If you’re looking to drive a vehicle for a longer period of time, then subscription service is the way to go. Manufacturers like Ford, GM, Porsche, and Mercedes will typically offer vehicles from 3 months to 1 year for a monthly payment based on the vehicle. As long as the driver makes that monthly payment on time, the vehicle is considered theirs for the time being.
“In a way, ride hailing, car sharing and subscription service all occupy the same sort of shared mobility space as Uber and Lyft drivers will often sign up for a subscription with a certain company and then use that vehicle to drive the same way they would with car sharing,” said Korte.
Outside of the shared mobility space, there are two more categories of mobility fleets, one of them being autonomous fleets. These would be companies that are involved in autonomous vehicle development and testing. The goal here is to eventually fill a fleet with fully operational and safe autonomous vehicles.

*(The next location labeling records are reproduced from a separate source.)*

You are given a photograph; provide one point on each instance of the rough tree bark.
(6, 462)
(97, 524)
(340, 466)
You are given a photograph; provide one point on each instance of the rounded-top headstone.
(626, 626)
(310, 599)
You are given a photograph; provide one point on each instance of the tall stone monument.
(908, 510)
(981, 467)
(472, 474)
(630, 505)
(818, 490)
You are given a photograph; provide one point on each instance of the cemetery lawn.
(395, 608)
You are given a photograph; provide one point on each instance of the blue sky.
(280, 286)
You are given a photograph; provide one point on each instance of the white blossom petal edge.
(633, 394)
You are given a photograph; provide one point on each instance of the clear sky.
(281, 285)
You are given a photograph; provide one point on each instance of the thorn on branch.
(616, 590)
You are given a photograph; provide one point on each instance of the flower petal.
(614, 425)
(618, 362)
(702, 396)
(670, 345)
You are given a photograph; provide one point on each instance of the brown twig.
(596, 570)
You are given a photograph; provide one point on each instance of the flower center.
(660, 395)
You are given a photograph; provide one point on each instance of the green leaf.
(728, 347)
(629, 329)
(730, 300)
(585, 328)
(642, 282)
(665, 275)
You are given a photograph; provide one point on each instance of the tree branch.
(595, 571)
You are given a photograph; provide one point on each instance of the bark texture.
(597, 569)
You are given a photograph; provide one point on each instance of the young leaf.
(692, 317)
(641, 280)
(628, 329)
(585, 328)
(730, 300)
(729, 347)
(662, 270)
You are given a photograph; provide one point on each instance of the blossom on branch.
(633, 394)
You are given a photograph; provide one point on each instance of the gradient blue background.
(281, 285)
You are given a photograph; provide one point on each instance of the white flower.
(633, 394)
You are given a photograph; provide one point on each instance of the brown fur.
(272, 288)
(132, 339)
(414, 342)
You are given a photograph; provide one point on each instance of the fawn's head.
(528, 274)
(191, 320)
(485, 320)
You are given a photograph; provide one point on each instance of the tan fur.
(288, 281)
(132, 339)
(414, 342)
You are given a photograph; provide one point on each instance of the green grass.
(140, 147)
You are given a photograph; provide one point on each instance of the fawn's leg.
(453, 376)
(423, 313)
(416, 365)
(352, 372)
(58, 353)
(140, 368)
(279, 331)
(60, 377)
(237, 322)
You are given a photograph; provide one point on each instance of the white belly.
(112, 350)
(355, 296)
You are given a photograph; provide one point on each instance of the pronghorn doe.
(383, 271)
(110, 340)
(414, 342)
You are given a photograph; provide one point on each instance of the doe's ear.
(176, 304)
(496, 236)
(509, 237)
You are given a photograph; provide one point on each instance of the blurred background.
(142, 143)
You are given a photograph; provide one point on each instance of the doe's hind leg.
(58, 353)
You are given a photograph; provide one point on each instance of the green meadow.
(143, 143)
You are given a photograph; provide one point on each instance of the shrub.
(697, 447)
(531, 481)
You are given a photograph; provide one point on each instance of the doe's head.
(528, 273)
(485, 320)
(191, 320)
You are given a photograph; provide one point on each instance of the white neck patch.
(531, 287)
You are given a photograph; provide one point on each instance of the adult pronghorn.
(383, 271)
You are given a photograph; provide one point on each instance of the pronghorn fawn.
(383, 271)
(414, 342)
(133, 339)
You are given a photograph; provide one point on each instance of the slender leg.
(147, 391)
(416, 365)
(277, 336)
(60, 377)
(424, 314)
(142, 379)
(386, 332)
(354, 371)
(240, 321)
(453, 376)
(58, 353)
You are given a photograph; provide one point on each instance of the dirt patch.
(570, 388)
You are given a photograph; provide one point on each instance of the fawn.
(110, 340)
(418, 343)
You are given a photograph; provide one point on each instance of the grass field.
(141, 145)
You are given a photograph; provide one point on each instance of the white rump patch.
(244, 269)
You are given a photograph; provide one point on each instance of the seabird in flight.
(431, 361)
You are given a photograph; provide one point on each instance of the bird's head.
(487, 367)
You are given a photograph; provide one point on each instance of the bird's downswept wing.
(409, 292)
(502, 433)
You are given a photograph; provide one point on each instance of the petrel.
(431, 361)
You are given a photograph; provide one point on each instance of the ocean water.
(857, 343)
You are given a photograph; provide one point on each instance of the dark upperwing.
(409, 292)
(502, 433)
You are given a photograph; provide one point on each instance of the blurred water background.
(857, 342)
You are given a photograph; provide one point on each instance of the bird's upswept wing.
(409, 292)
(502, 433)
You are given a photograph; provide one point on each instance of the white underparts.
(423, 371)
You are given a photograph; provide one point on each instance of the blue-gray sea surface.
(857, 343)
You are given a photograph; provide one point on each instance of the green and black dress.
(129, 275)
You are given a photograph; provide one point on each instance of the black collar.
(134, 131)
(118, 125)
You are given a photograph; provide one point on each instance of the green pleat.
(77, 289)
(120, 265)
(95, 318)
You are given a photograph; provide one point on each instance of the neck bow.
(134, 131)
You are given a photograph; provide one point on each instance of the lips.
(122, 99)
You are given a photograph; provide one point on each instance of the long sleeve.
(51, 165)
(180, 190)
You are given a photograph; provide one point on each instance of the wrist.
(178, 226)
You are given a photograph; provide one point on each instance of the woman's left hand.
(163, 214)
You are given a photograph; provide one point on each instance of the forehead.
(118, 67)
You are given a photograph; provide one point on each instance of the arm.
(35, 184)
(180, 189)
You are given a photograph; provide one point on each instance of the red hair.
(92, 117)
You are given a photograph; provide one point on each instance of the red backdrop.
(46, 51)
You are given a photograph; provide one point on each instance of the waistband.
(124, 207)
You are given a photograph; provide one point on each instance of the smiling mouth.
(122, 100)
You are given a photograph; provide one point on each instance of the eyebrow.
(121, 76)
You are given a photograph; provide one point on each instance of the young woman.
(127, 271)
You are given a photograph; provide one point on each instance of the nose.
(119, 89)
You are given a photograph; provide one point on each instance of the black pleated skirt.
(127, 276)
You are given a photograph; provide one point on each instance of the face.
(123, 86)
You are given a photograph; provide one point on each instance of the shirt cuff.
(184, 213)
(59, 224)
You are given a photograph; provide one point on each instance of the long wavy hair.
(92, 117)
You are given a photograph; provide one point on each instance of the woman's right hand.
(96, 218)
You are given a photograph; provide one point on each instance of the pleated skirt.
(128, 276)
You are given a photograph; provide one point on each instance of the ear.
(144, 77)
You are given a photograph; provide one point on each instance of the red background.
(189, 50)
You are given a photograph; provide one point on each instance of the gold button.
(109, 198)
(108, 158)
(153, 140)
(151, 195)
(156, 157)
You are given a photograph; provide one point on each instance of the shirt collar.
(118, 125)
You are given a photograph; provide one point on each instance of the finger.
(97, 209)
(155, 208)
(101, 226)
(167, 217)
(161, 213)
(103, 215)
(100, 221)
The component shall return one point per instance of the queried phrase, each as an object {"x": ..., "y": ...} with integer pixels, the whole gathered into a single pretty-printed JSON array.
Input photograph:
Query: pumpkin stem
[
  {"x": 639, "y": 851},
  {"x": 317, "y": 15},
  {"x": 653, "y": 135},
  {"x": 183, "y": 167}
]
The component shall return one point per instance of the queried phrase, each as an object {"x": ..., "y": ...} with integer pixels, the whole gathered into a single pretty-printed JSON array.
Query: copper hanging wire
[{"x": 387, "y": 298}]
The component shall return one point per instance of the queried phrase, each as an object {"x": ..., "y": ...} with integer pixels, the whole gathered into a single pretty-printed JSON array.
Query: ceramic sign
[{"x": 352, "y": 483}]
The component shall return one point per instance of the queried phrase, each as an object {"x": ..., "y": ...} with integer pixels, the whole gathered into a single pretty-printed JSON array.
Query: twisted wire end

The third and final area that we define as mobility is fleets that are in the business of last mile delivery. This would be a company or large retailer that deliver goods to the doorstep of someone who purchased an item through the retailer’s website.
The landscape of the fleet industry is constantly shifting and undergoing changes, but mobility is here to stay. Knowing about and understanding mobility fleets as well as the impact they can have on your fleet or business will be crucial to your success now and in the future.